Researchers have discovered the oldest heart of all time. The 380 million year old organ belonged to a prehistoric fish and was found in Australia.
By our news editorsAs well as a fossil with the heart, a fossil with a stomach, intestine and liver has also been found, says Curtin University in Perth. Friday familiar. The discovery was made in the Gogo Formation, a region in Western Australia.
The organs belong to a fish that belonged to the placoderms. They were vertebrate fish that are also considered the dinosaurs of the sea. They are the oldest known animals with a lower jaw. The fish lived about 420 to 359 million years ago.
The fossils found are special because this soft tissue of prehistoric animals is not often preserved. It is also rare that these organs are not crushed into the fossil, but are still three-dimensional.

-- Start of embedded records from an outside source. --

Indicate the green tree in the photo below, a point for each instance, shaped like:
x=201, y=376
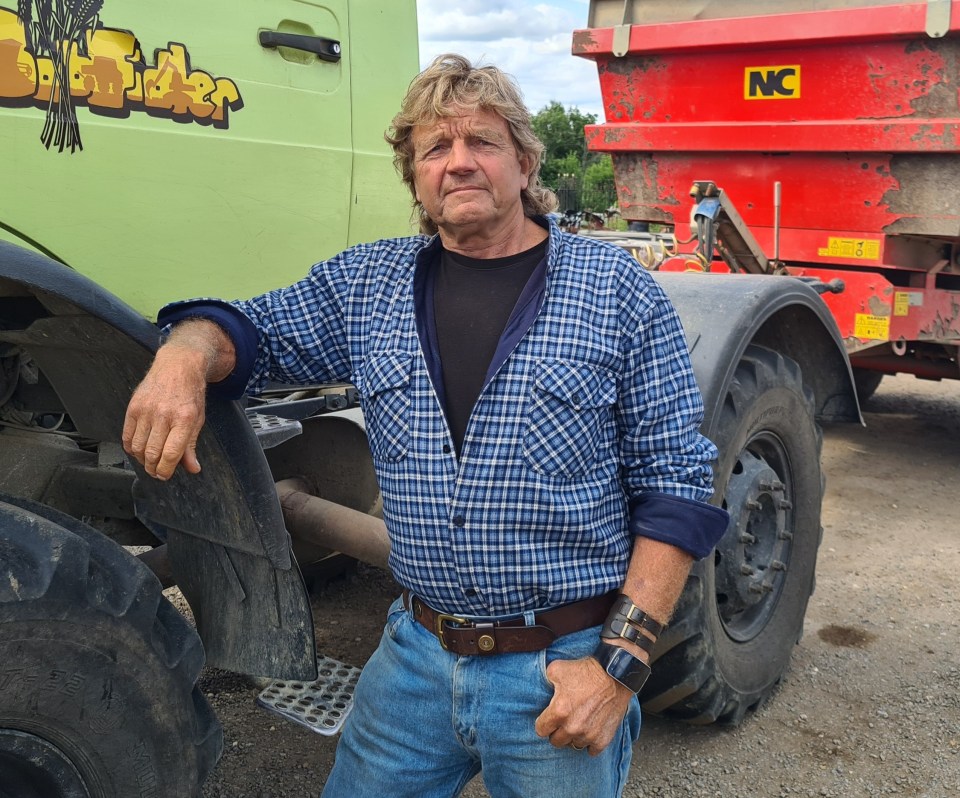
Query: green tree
x=561, y=131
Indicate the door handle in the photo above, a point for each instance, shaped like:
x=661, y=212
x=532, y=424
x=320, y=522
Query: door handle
x=325, y=49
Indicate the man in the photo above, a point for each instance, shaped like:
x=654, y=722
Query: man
x=533, y=420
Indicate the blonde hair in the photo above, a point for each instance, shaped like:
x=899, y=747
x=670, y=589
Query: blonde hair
x=452, y=82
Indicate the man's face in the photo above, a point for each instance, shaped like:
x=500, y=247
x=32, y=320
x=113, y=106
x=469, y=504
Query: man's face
x=467, y=173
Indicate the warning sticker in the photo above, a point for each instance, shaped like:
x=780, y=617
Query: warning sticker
x=904, y=300
x=851, y=248
x=876, y=328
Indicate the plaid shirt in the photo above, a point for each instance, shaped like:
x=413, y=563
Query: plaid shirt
x=585, y=434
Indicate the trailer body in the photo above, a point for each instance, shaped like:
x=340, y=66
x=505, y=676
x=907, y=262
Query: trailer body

With these fossils, more research can be done on the evolution of vertebrates, such as mammals and humans. For example, researchers found that the liver of this fish was large and ensured that the animal could stay afloat. Sharks now have that too. Another similarity with sharks is the shape of the heart: it is S-shaped and is located near the mouth and below the gills.
John Long of Flinders University, one of the researchers involved, calls the discovery “a paleontologist’s dream”. “These fossils are undoubtedly the best preserved in the world for this time.”